Breizh-info : Vous venez en Bretagne, à Nantes, pour parler de la remigration et du Grand remplacement. Cette région est-elle vraiment touchée par le Grand remplacement ?

Renaud Camus : Je crois cette région, et notamment Nantes, assez largement touchée par le Grande Remplacement en effet ; mais surtout, quand bien même elle ne le serait pas du tout, cela ne changerait absolument rien à la nécessité d’une prise de conscience nationale et, dirais-je, continentale. J’avoue que je suis exaspéré par ces journalistes ou polémistes remplacistes — inutile de dire que je ne vous mets pas dans ce sac-là… — qui feignent de s’étonner qu’on puisse déplorer le Grand Remplacement si l’on vit à la campagne ou dans des régions où il n’y a pas un immigré. D’abord, les régions où il n’y a pas un immigré, je n’en connais pas beaucoup, mais surtout ces gens ont toujours l’air de supposer qu’on n’a d’opinions politiques ou de conscience patriotique qu’en fonction de ses intérêts propres, de sa propre situation. L’attachement à la nation, ou bien à une civilisation donnée, leur est devenu tellement étranger, tellement inimaginable, que pour eux on ne vote ou ne parle ou ne pense qu’en vertu de ses petits intérêts immédiats et particuliers. C’est contre cette conception épicière du monde, tout économique, utilitariste, qu’il s’agit de s’insurger.

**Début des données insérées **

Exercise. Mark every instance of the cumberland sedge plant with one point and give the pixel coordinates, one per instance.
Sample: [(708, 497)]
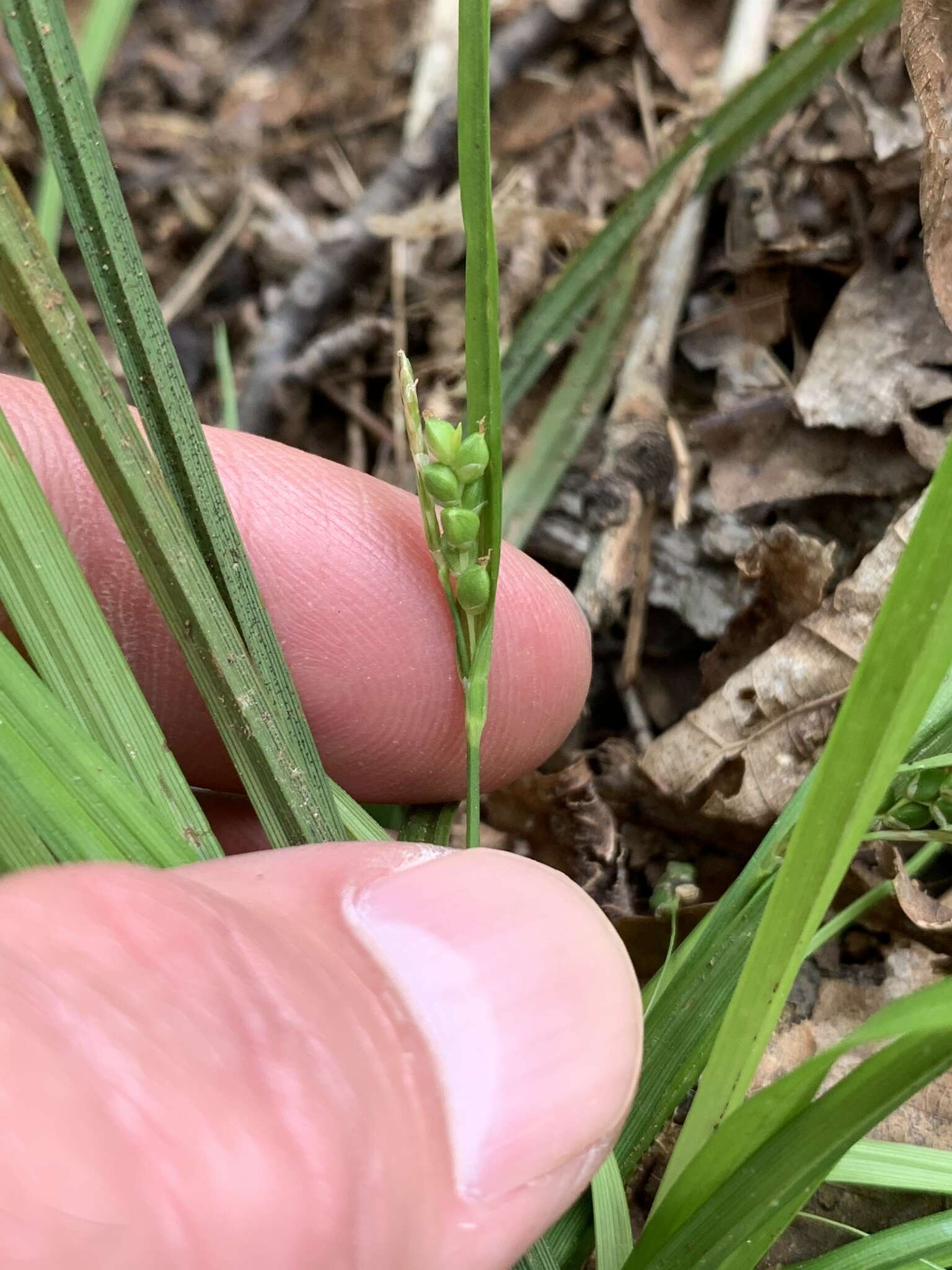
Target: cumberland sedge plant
[(86, 774), (460, 469)]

Breizh-info : Comment la remigration est possible dans les faits, alors que le métissage notamment est une réalité de plus en plus marquée ?

Renaud Camus : La remigration n’est pas une question de race ou d’appartenance ethnique, même si dans les faits il y a bien sûr des recoupements. Elle est une question de civilisation, de choix de société, d’amour ou d’inamour de la France, de la culture française, du mode français et européen d’habiter la terre.  Les personnes éventuellement concernées par la remigration, c’est-à-dire étrangères à notre culture, à notre civilisation, à notre mode de vie, à notre amour de la patrie, sont visiblement et audiblement bien assez nombreuses, hélas, pour qu’il n’y ait pas à s’inquiéter de cela.

 Photo : Wikipedia (cc)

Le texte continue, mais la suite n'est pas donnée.